During this verification, one item about the knowledge of the physician about the family life of the patient ('Doktorunuz aile yaşantınızı ne kadar biliyor?') did not work, and the factor load was low and removed from the scale. It was thought that this item was perceived quite differently by the participants due to its general structure. Some characteristics of the participants may contribute to this divergence. Our participants are younger and more educated than the participants of other studies examining the factor structure of the scale.11,18 Due to their age, our population probably was considerably different with respect to health problem profile and consequent primary care use, especially from the study examined French version in which the item had the highest factor load. For young and educated people who have few health problems and probably use primary care seldomly, the physicians’ knowledge of their family life may be meaningless in the context of receiving health care.

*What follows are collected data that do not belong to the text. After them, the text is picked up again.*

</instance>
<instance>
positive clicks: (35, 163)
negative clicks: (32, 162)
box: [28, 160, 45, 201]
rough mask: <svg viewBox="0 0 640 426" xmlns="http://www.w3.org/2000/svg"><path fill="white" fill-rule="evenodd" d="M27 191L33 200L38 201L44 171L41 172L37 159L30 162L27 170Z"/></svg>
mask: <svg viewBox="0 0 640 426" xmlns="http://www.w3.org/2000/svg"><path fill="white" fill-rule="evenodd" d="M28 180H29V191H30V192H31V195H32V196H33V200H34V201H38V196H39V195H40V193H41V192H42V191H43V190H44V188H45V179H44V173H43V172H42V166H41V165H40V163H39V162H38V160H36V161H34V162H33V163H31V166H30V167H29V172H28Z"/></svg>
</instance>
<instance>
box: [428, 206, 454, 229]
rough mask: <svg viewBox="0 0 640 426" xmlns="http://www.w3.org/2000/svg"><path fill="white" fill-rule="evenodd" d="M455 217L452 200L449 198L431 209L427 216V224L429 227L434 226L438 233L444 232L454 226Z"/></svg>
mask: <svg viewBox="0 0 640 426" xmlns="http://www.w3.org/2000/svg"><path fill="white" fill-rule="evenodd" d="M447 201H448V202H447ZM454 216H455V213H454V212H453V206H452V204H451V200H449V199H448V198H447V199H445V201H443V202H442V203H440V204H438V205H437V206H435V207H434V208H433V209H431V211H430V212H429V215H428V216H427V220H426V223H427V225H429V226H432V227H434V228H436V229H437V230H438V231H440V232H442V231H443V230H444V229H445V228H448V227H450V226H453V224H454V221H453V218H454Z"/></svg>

Health Care Process, Roles and Context, and Relationship sub-scores and PPPC-R total score showed a significant but inverse correlation with PCAS subscales and DPRQ total score. It was concluded that PPPC-R made similar measurements with the other two scales tested because the scales were in opposite directions. Finally, the reliability of the entire scale and its subscales were found to be sufficient by testing Cronbach's alpha.

As a result, it has been concluded that the Turkish version of PPPC-R is a scale that can be used to evaluate patients' perception of patient-centeredness. Using this measurement, strategies can be developed for the evaluation and improvement of patient-centered skills of physicians within the scope of family medicine specialty training and continuing medical education. It can also be used for research in this area.

Acknowledgements: Dr. Moira Stewart, who is one of the main developers of the scale, offered great help to authors during the translation process by discussing what English items in the original scale want to ask.